As such, and like every other symbol, it is only as valuable as the meaning. A symbol carries a personal value, yes, but more powerfully, it carries a more universal message, which is mostly always in the power of the beholder. Therefore, the personal beliefs are often dissolved in the projection of others.
By which I mean, if Hijab means “oppression” and not “a sign of faith,” per se, either I spend the entire time attempting to swim upstream (fighting off the mainstream) or by accepting this definition.
Here, is the hardest part for me.
I feel I need to constantly redefine and justify my choices, especially one that is so obvious. This leads to forced introspection: I need to answer question I am not ready to ask myself.

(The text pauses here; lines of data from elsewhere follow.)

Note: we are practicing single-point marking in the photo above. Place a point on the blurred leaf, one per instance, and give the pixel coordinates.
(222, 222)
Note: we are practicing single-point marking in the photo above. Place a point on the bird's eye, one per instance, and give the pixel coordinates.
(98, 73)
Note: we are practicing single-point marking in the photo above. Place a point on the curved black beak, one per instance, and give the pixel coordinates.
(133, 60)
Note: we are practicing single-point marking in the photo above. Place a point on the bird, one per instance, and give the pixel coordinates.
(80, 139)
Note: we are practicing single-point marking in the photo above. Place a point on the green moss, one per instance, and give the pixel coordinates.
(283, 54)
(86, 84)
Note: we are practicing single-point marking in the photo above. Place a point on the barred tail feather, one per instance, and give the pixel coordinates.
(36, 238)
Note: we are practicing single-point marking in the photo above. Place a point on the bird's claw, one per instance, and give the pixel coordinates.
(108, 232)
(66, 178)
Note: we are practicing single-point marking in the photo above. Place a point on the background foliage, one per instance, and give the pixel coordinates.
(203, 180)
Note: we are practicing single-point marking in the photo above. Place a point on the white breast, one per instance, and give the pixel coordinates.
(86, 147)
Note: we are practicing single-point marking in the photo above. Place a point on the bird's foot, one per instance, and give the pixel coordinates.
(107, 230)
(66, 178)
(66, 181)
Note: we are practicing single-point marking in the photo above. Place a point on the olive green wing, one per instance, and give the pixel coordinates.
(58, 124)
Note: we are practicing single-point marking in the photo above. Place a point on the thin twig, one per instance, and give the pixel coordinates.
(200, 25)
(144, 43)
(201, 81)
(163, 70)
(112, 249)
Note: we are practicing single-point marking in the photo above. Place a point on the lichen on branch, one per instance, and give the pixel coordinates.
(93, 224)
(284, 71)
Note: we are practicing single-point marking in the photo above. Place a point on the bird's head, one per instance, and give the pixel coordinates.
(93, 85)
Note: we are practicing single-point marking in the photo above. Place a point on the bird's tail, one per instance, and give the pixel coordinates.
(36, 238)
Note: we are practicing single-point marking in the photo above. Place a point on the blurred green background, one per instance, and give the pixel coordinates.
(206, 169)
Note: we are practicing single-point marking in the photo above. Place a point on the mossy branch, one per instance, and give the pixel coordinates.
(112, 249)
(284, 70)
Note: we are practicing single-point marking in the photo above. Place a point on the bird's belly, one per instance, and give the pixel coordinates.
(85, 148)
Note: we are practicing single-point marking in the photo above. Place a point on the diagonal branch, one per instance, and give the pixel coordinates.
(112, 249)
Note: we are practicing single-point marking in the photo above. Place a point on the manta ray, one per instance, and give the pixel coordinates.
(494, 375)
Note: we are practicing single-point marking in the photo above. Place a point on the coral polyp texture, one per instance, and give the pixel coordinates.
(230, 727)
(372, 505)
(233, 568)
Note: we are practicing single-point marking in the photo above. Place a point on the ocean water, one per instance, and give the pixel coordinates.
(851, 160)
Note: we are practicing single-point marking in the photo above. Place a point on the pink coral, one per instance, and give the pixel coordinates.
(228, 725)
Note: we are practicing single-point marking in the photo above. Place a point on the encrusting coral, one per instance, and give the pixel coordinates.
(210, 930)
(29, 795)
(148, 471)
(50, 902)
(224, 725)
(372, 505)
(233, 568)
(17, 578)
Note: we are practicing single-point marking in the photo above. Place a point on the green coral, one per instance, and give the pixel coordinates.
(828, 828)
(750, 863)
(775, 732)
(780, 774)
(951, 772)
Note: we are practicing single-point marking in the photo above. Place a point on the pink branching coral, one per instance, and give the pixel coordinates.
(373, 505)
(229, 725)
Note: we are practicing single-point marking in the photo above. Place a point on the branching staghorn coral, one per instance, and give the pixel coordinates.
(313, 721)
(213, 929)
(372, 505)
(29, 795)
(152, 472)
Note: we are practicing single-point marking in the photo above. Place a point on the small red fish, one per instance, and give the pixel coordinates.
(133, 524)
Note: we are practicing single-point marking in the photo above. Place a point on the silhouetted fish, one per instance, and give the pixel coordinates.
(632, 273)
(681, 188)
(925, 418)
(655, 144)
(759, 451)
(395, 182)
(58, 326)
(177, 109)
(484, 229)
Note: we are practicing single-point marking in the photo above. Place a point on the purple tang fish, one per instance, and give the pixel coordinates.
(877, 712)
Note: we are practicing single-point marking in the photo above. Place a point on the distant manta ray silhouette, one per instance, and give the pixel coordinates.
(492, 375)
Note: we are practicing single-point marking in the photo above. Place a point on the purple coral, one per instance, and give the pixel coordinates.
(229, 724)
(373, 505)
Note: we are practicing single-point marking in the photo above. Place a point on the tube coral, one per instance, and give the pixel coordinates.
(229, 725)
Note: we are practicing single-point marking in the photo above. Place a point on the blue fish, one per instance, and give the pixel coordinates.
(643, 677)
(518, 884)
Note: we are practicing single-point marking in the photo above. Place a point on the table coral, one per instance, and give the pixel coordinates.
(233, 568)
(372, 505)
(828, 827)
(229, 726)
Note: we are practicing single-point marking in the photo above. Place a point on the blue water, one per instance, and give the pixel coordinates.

So everyday, is an attempt for me to justify, to understand why I do what I do. It gets very emotionally exhaustive. I end up in this cycle; I consistently feel that I am too ‘liberal’ for the ‘religious’ people and too ‘religious’ for the ‘liberal’ people.
And right now, in the kind of (metaphorical) climate we’re living in, I refuse to let fear dictate who I am and what I do. I know, if anything, I know taking my scarf off, to me would mean that I’ve left someone else’s definition of liberation win. I have let someone else, or another group (whoever it is) define what it means to be me. And my stubbornness won’t let that happen.